Harass the schools you want to work at, and make friends with the ladies in the office. Years ago, schools would have a file of supply teachers on cards, and whoever was at the front typically got the next call. I literally asked for them to move me to the front, and I went from having done three days work all year up until May (in 2001) to being contacted almost every day for the next year and a half! These days it's all computerised, so I'm not sure if there's an equivalent request you could make, but it doesn't hurt to announce yourself to the people who have to have that part of the job done by ridiculous o'clock every morning...
 
I've worked as the Daily Organiser in a large school for a few years.

It will pick up. Term 2 and 3 are always the busiest terms.

The best way to get consistent work is through an agency, but they take a significant portion of your pay.

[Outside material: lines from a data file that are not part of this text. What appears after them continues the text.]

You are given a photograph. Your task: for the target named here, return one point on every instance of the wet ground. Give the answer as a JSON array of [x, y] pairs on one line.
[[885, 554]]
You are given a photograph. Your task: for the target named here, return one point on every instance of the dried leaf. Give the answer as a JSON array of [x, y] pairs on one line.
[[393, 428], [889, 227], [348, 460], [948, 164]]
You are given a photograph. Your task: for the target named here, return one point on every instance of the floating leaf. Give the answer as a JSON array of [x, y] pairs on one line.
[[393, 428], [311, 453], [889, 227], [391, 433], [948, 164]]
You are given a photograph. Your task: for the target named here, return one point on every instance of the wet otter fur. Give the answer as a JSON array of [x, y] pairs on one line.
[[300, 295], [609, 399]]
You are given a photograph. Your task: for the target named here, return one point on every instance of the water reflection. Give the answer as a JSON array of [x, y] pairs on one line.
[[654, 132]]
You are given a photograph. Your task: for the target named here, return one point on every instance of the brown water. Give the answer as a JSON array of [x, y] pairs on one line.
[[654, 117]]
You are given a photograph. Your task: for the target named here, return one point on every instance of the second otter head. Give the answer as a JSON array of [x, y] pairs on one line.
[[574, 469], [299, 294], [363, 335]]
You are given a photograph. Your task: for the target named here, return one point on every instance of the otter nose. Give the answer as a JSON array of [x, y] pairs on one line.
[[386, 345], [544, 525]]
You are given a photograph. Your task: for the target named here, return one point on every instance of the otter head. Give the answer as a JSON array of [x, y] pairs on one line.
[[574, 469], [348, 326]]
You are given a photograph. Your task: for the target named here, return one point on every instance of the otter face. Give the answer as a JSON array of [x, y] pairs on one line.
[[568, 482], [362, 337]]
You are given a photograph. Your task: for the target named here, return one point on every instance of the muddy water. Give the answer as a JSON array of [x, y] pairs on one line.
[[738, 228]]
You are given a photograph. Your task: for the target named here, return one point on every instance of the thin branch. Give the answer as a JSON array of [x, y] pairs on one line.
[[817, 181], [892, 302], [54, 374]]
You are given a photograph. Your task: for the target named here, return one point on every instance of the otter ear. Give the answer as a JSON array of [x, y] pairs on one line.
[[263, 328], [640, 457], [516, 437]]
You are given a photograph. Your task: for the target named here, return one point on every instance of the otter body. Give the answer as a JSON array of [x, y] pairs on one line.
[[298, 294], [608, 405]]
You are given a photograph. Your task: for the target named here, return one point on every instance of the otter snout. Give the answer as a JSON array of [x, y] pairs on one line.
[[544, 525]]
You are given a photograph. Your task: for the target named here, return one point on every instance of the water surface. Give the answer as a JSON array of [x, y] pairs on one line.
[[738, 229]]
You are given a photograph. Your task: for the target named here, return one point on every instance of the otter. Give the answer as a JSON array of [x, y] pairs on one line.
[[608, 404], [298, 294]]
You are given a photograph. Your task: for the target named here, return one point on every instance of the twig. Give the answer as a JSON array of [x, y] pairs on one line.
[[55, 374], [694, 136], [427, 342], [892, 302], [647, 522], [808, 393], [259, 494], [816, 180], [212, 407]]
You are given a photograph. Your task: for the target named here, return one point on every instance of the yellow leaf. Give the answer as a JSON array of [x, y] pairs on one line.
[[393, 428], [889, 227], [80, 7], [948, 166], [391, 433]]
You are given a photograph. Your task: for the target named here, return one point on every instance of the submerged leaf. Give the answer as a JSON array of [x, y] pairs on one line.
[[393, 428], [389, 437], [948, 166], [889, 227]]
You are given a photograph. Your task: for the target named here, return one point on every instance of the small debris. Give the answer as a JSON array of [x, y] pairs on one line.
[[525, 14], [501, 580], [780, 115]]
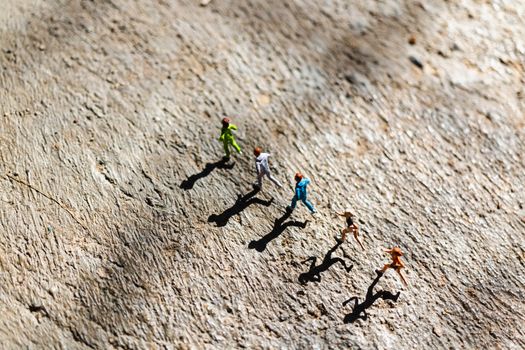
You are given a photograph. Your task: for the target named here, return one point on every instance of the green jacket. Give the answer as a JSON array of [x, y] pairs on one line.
[[226, 133]]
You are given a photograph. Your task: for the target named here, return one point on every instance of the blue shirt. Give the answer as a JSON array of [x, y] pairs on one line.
[[300, 188]]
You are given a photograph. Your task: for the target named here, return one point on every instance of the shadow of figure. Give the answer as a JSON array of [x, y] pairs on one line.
[[240, 204], [278, 227], [314, 273], [370, 299], [190, 181]]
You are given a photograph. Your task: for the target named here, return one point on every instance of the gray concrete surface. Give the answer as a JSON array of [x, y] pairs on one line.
[[108, 106]]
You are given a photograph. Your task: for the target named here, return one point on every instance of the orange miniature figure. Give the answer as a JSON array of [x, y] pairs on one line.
[[396, 263], [350, 227]]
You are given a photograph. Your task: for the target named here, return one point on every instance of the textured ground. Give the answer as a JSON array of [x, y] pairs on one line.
[[108, 107]]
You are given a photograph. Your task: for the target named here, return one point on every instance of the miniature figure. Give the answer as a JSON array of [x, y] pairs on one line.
[[227, 137], [396, 263], [350, 227], [300, 193], [262, 168]]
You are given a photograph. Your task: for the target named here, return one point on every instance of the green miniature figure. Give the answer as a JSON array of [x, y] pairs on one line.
[[227, 137]]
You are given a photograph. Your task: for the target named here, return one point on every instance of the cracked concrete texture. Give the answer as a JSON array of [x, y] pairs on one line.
[[108, 106]]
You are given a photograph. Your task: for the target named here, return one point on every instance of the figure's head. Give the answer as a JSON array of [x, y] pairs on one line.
[[396, 251]]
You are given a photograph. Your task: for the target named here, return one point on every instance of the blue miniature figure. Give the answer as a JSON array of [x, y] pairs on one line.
[[300, 193]]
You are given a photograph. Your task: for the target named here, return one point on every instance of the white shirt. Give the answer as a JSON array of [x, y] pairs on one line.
[[261, 163]]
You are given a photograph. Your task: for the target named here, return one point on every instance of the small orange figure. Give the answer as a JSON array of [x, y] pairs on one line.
[[396, 263], [350, 227]]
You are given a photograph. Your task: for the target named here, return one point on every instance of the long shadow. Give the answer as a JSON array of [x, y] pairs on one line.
[[359, 310], [190, 181], [278, 227], [240, 204], [314, 273]]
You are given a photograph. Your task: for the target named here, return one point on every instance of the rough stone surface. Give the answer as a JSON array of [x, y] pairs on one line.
[[108, 107]]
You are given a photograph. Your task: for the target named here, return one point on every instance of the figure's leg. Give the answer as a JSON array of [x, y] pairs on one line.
[[294, 202], [226, 148], [356, 236], [236, 146], [259, 180], [308, 205], [273, 179], [343, 233]]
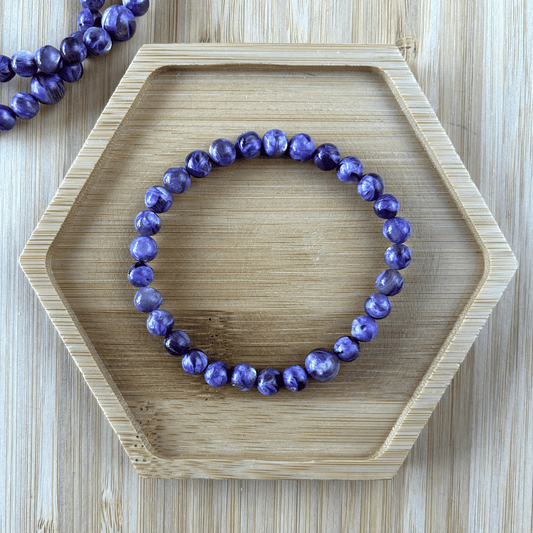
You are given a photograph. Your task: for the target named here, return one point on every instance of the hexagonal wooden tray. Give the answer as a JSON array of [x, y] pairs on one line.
[[267, 259]]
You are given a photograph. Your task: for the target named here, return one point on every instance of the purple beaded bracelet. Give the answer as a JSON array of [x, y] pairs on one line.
[[320, 364], [49, 68]]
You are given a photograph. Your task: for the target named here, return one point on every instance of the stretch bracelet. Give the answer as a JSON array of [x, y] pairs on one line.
[[49, 68], [320, 364]]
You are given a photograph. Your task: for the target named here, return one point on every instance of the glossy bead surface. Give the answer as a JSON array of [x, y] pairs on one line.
[[140, 274], [350, 170], [327, 156], [322, 365], [244, 377], [378, 306], [364, 328], [177, 343], [275, 143], [159, 323], [301, 147], [119, 22], [147, 299], [143, 248], [295, 378], [216, 374], [158, 199], [176, 180], [389, 282], [198, 164], [370, 187], [347, 348], [269, 381], [47, 88], [24, 105], [194, 362], [222, 152]]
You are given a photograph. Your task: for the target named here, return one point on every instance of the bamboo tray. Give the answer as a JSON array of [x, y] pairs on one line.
[[268, 259]]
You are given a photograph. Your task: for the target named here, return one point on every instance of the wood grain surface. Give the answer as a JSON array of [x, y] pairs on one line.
[[63, 468]]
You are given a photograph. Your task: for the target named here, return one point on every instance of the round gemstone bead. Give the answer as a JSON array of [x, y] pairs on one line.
[[177, 343], [248, 145], [364, 328], [158, 199], [217, 374], [322, 365], [301, 147], [350, 169], [140, 274], [397, 230], [194, 362], [24, 105], [244, 377], [198, 164], [143, 248], [269, 381], [147, 299], [47, 88], [327, 156], [48, 59], [222, 152], [386, 206], [295, 378], [370, 187], [176, 180], [119, 22], [160, 322], [389, 282], [347, 349], [275, 143], [378, 306], [398, 256]]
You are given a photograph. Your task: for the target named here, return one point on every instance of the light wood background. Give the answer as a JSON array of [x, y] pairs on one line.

Walking into a school and asking to speak with the Daily Organiser, resume in hand is a great way to get a lot of work at a significantly higher rate. When speaking with the Daily Organiser ask them if they use an agency or not. If they do, they're very unlikely to call you.

You need to take every day of work you can get. Once you're in, you're in. But as soon as you're out of sight, you're forgotten.

When the Daily Organiser is making phone calls at 6AM, they want to hear "Yep. I can work." so they can continue with the rest of their duties, if you're refusing to work, they'll call the next person.

Further than being available, you want to be flexible, you want to be capable, you want to be thorough.

You'll quickly pick up a short term contract if you're competent. Generally, that'll lead into more the next year. And eventually, into an ongoing position.
 
Hi everyone

So I'm still thinking about giving up my s**t job in OHS/Injury Management to get into teaching. Anyone who thinks dealing with teenagers is hard, try dealing with fraudulent workers comp claimants. Have been getting calls almost every day to do relief work so there seems to be a lot out there. Just got offered a week of PE work this morning at a school around the corner.

Anyone here doing relief at the moment in Perth?